Verificar con un número que no es tuyo rompe esa cadena para ese registro concreto. También significa que una filtración en ese servicio expone un número reciclado, no el que usa tu banco.
Qué no oculta
Un número virtual no es anonimato. La plataforma en la que te registras sigue viendo tu dirección IP, la huella de tu dispositivo y navegador, tu método de pago si le pagas y tu comportamiento en la cuenta. Cualquiera de esas cosas puede identificarte al margen del número con el que verificaste.

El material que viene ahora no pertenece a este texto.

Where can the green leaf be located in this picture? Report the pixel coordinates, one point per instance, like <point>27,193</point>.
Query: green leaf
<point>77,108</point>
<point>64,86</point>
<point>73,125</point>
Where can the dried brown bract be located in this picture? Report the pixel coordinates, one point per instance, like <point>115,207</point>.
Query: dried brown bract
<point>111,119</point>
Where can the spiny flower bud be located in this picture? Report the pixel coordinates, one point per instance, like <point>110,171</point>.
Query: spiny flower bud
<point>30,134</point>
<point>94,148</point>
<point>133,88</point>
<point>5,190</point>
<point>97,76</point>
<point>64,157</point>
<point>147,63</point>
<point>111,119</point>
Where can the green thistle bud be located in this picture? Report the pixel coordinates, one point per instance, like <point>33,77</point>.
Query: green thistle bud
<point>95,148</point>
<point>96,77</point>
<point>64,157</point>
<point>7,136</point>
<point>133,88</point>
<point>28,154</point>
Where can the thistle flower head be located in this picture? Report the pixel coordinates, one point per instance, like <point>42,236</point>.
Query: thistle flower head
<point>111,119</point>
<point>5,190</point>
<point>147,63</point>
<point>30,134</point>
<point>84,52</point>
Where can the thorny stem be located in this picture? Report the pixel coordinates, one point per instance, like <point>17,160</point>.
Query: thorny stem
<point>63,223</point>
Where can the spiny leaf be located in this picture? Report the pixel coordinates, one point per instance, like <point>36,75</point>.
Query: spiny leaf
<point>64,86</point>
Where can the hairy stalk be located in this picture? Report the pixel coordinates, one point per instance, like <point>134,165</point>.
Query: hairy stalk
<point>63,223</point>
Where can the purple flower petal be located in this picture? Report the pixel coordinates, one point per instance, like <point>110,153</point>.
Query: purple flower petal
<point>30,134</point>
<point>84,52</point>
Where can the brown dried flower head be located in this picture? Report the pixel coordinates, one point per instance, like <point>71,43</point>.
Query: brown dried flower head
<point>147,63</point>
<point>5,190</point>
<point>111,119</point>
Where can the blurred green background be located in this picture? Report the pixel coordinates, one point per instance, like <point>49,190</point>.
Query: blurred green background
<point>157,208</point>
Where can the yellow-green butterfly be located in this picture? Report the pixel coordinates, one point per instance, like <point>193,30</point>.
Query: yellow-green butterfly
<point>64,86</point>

Tampoco oculta nada de nosotros ni de la pasarela de pago: una cartera tiene historial de pagos y conservamos los registros que cualquier operador debe conservar. Si necesitas anonimato real frente a una plataforma, el número de teléfono es el menor de los problemas.
El riesgo real: la reutilización
La regla de seguridad más importante es no vincular nada que te importe a un número que no vas a conservar. Cuando termina la activación, el número vuelve al conjunto común, y quien lo tenga después puede lanzar un restablecimiento de contraseña en cualquier cuenta que siga apuntando a él.
Por tanto: usa las activaciones solo para códigos de registro. Si una cuenta debe guardar un número de teléfono —cualquier cosa con dinero, documentos de identidad o años de historial—, usa un número que controles de forma permanente o alquila uno mientras la cuenta lo necesite.
Los códigos son secretos, brevemente
Trata un código de un solo uso como una contraseña de vida corta. No lo reenvíes nunca a nadie, por oficial que suene: ningún equipo de soporte legítimo necesita un código que has recibido. La mayoría de los robos de cuentas en este ámbito son simplemente alguien convenciendo a un usuario de que lea su código en voz alta.
Por eso también las páginas públicas de «SMS gratis» son inseguras para cualquier cosa privada: publican exactamente ese secreto, a todo el mundo, al instante.
Dónde está la línea
El uso legítimo es la privacidad: mantener tu número personal fuera de bases de datos que no lo necesitan, llevar una segunda cuenta donde la plataforma lo permita o registrarte en un servicio no disponible para tu número local. Eso es un comportamiento normal y lícito.
El uso ilegítimo es el fraude, la suplantación, evadir un bloqueo o a las autoridades, la creación masiva y automatizada de cuentas o cualquier cosa abusiva hacia otra persona. Nuestra política de uso aceptable lo prohíbe todo, y las cuentas que lo hacen se cierran. Una herramienta de privacidad merece defenderse precisamente porque no es una herramienta de fraude.